Climate scenario data#
In this notebook we will…
… aggregate and download climate scenario data from the Coupled Model Intercomparison Project Phase 6 (CMIP6) for our catchment,
… preprocess the data,
… compare the CMIP6 models with our reanalysis data and adjust them for biases,
… and visualize the data before and after bias adjustment.
The NEX-GDDP-CMIP6 dataset we are going to use has been downscaled to 27830 m resolution by the NASA Climate Analytics Group and is available in two Shared Socio-Economic Pathways (SSP2 and SSP5).

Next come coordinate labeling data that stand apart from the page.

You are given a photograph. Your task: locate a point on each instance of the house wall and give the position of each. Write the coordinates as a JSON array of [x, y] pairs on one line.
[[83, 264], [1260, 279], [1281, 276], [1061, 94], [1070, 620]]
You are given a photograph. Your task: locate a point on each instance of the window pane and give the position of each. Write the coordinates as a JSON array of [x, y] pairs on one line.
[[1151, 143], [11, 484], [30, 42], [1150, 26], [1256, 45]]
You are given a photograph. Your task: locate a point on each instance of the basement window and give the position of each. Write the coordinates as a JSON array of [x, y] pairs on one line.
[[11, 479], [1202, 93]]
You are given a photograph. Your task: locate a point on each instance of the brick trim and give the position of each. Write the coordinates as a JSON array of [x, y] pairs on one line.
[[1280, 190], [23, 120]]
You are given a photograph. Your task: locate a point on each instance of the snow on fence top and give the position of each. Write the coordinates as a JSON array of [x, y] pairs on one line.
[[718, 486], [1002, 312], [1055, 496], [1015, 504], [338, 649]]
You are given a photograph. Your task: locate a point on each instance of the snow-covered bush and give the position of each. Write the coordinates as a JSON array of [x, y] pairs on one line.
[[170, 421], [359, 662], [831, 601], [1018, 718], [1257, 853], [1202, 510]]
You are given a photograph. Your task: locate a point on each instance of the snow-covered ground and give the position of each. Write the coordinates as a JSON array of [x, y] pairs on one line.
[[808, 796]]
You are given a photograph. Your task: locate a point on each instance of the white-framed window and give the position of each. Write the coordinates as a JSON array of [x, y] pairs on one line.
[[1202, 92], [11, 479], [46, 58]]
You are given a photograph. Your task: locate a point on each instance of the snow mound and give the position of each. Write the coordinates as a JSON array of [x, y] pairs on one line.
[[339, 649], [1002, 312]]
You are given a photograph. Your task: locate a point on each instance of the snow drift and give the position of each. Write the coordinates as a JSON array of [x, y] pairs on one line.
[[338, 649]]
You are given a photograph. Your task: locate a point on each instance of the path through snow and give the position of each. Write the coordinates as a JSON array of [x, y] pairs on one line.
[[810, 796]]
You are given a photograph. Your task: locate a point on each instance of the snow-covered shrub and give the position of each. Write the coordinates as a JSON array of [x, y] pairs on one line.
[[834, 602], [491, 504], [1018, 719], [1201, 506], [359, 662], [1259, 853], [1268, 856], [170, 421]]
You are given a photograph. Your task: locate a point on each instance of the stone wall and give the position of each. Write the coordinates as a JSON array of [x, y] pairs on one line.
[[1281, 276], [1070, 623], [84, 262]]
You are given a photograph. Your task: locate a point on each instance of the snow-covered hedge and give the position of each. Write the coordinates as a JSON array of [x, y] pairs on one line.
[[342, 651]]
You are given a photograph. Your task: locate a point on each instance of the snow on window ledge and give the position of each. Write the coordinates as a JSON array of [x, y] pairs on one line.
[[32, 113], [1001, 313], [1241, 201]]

It is available via Google Earth Engine which makes it subsettable on the server side and the download files relatively lightweight.
We start by reading the config and initializing the Google Earth Engine access again.
Show code cell source
import warnings
warnings.filterwarnings("ignore", category=UserWarning) # Suppress Deprecation Warnings
import configparser
import ast
import geopandas as gpd
import ee
import geemap
import numpy as np
# read local config.ini file
config = configparser.ConfigParser()
config.read('config.ini')
# get paths from config.ini
dir_output = config['FILE_SETTINGS']['DIR_OUTPUT']
dir_figures = config['FILE_SETTINGS']['DIR_FIGURES']
output_gpkg = dir_output + config['FILE_SETTINGS']['GPKG_NAME']
zip_output = config['CONFIG']['ZIP_OUTPUT']
# get style for matplotlib plots
# plt_style = ast.literal_eval(config['CONFIG']['PLOT_STYLE'])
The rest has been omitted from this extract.